21. "The Dentist Jitters" – When the Pajanimals are pretending to be doctors, Sweetpea Sue is told by her dad that she has a dentist appointment tomorrow. When Sweetpea Sue is still nervous about the dentist, the Pajanimals ride Cowbella's bed to Storybook Land, where they turn to Edwin (pretending to be the Royal Dentist) for help.
22. "I Can Do It Better" – Apollo and Sweetpea Sue end up competing each other in different games in order to be the best at everything. When Apollo and Sweetpea Sue continue to compete against each other, Cowbella and Squacky turn to Hank and Frank for help.
23. "Mind Your Manners" – The Pajanimals are told by their mom that their grandma is coming over for breakfast tomorrow morning and that they must use their best manners at the table. When the Pajanimals are unsure what would be considered good manners, they ride Cowbella's bed to Storybook Land, where the Pajanimals turn to Edwin (pretending to be a king) for help at the time when he is hosting a royal banquet.
24. "Accidents Can Happen" – Cowbella is told by her mother to try potty training again following her last "accident". She accidentally wets herself when she doesn't make it to the bathroom in time. Then, Cowbella ends up getting sad and ashamed after having another accident. To help Cowbella solve the problem, the Pajanimals ride Squacky's bed to the Big Blue Sea, where they turn to Granny Pearl for help.
25. "Joy to the World" – The Pajanimals are celebrating Christmas. Squacky really hopes he gets the new Fantastic Splash Super Sub and is so excited that he cannot sleep. The Pajanimals ride Apollo's bed to the Night Sky where they turn to The Moon (wearing Santa Claus's hat) for help.
26. "Pajanimal Dance Party" – The Pajanimals get ready quickly way before bed and decide to have a dance party before bed. During bed, they end the night differently by singing their signature song, "La La Lullaby".

==Broadcast==
On August 30, 2012, it was announced that ABC and TVNZ had picked up Australian and New Zealand broadcast rights.

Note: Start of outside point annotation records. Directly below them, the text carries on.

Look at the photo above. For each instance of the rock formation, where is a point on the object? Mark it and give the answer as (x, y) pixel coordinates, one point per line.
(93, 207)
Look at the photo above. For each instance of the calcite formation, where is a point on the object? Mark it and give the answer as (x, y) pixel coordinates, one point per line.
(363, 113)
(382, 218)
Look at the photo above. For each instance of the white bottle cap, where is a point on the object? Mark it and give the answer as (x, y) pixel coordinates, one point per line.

The show premiered in the United Kingdom on Nick Jr. on September 23, 2013, where the series was redubbed with British voice actors.

On November 11, 2013, the series was pre-sold to TVB in Hong Kong, and TVOntario in Canada.

==Merchandise and marketing==
On September 30, 2011, a fast-food deal with Chick-Fil-A was announced.

On February 3, 2012, the Jim Henson Company signed various merchandising deals, including a home media deal with NCircle Entertainment for DVDs, and Tomy for toys. Additional merchandising partners were announced on October 12, 2012.

===Cancelled live show===
On November 14, 2012, The Jim Henson Company announced Pajanimals Live - Pajama Playdate, a live-show theater adaptation of the show produced by Red Light Management that would begin touring in March 2013, and then embark on a 50-city tour.

On February 15, 2013, weeks prior to the first showing, a cancellation was announced, but no reason was given.

==Reception==
A Common Sense Media review says "This soothing series combines delightful tales and melodic songs to give families the opportunity to relax and unwind before diving into bedtime routines".